A guarded version of rsample::vfold_cv() that checks for data
dependencies before creating folds. If spatial, temporal, or clustered
dependencies are detected, random CV is blocked.
Usage
borg_vfold_cv(
data,
v = 10,
repeats = 1,
strata = NULL,
coords = NULL,
time = NULL,
groups = NULL,
target = NULL,
allow_override = FALSE,
auto_block = FALSE,
...
)Arguments
- data
A data frame.
- v
Integer. Number of folds. Default: 10.
- repeats
Integer. Number of repeats. Default: 1.
- strata
Character. Column name for stratification.
- coords
Character vector of length 2. Coordinate columns for spatial check.
- time
Character. Time column for temporal check.
- groups
Character. Group column for clustered check.
- target
Character. Target variable for dependency detection.
- allow_override
Logical. If TRUE, allow random CV with explicit confirmation. Default: FALSE.
- auto_block
Logical. If TRUE, automatically switch to blocked CV when dependencies detected. If FALSE, throw error. Default: FALSE.
- ...
Additional arguments passed to
rsample::vfold_cv().
Value
If no dependencies detected or allow_override = TRUE, returns
an rset object from rsample. If dependencies detected and
auto_block = TRUE, returns BORG-generated blocked CV folds.
See also
borg_cv for direct blocked CV generation.
Examples
if (FALSE) { # \dontrun{
library(rsample)
# Safe: no dependencies
data <- data.frame(x = rnorm(100), y = rnorm(100))

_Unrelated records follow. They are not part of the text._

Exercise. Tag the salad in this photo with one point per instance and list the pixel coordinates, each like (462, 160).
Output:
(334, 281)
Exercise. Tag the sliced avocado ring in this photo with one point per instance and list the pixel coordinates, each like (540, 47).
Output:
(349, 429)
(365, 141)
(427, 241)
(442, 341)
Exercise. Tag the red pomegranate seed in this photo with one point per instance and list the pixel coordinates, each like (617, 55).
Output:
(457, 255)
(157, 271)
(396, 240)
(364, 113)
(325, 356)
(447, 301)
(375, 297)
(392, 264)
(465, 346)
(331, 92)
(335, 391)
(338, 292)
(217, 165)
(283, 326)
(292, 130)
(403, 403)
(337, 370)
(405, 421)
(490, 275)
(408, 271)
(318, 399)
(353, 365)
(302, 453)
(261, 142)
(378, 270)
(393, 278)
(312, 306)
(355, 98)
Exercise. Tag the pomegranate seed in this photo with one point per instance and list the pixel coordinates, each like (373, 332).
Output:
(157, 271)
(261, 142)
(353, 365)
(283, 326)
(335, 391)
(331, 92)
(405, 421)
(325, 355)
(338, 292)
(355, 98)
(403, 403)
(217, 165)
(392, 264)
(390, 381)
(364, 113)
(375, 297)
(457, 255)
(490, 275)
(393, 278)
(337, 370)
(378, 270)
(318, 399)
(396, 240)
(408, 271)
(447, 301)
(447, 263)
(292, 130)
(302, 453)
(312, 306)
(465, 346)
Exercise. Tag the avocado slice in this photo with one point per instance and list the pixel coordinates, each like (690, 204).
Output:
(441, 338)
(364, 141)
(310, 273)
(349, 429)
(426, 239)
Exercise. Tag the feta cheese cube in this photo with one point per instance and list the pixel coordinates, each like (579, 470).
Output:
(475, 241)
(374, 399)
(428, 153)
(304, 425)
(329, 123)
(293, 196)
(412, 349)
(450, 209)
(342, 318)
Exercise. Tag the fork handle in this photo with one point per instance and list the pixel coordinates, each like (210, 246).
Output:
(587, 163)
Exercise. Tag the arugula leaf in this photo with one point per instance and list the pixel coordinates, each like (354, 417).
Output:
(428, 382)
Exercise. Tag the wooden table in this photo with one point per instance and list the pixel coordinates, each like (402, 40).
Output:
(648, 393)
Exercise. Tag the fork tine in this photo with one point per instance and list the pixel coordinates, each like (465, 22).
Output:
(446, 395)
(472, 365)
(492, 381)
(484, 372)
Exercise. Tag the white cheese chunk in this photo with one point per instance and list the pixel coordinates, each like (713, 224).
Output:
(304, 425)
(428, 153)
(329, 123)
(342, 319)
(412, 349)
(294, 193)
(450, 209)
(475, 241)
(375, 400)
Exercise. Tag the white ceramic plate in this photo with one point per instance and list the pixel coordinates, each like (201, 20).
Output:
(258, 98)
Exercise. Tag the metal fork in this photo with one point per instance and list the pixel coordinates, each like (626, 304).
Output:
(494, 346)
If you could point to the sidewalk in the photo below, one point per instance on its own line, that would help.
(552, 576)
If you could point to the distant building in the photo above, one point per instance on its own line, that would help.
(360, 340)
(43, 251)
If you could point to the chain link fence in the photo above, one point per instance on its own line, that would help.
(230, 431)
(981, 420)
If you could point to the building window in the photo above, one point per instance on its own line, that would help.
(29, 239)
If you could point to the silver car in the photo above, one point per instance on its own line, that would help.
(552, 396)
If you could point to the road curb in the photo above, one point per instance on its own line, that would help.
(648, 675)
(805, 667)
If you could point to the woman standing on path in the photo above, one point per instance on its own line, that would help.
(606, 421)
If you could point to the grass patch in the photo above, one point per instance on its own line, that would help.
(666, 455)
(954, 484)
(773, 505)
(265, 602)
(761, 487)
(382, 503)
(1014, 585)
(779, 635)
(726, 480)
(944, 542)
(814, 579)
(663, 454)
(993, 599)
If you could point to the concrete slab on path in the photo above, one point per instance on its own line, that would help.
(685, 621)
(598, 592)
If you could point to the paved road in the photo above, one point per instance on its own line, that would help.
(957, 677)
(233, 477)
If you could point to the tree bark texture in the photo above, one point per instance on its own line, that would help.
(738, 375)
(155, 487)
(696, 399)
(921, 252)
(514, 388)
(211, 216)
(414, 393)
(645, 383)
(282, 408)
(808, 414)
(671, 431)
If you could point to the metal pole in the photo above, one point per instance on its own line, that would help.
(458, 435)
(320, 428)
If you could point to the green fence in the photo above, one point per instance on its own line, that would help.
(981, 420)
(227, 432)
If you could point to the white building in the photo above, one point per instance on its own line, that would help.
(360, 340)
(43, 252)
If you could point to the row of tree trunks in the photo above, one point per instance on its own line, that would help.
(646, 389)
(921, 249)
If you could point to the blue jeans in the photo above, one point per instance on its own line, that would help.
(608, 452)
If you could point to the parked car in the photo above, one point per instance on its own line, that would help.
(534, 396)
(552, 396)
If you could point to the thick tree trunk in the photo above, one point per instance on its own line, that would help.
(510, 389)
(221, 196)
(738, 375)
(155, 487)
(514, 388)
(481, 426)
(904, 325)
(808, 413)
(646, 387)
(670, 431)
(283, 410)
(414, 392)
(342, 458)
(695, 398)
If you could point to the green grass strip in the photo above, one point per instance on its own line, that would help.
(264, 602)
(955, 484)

folds <- borg_vfold_cv(data, v = 5)
# Blocked: spatial dependencies detected
spatial_data <- data.frame(
lon = runif(100, -10, 10),
lat = runif(100, -10, 10),
response = rnorm(100)
)
# This will error:
# borg_vfold_cv(spatial_data, coords = c("lon", "lat"))
# Use auto_block to automatically switch to spatial CV:
folds <- borg_vfold_cv(spatial_data, coords = c("lon", "lat"),
target = "response", auto_block = TRUE)
} # }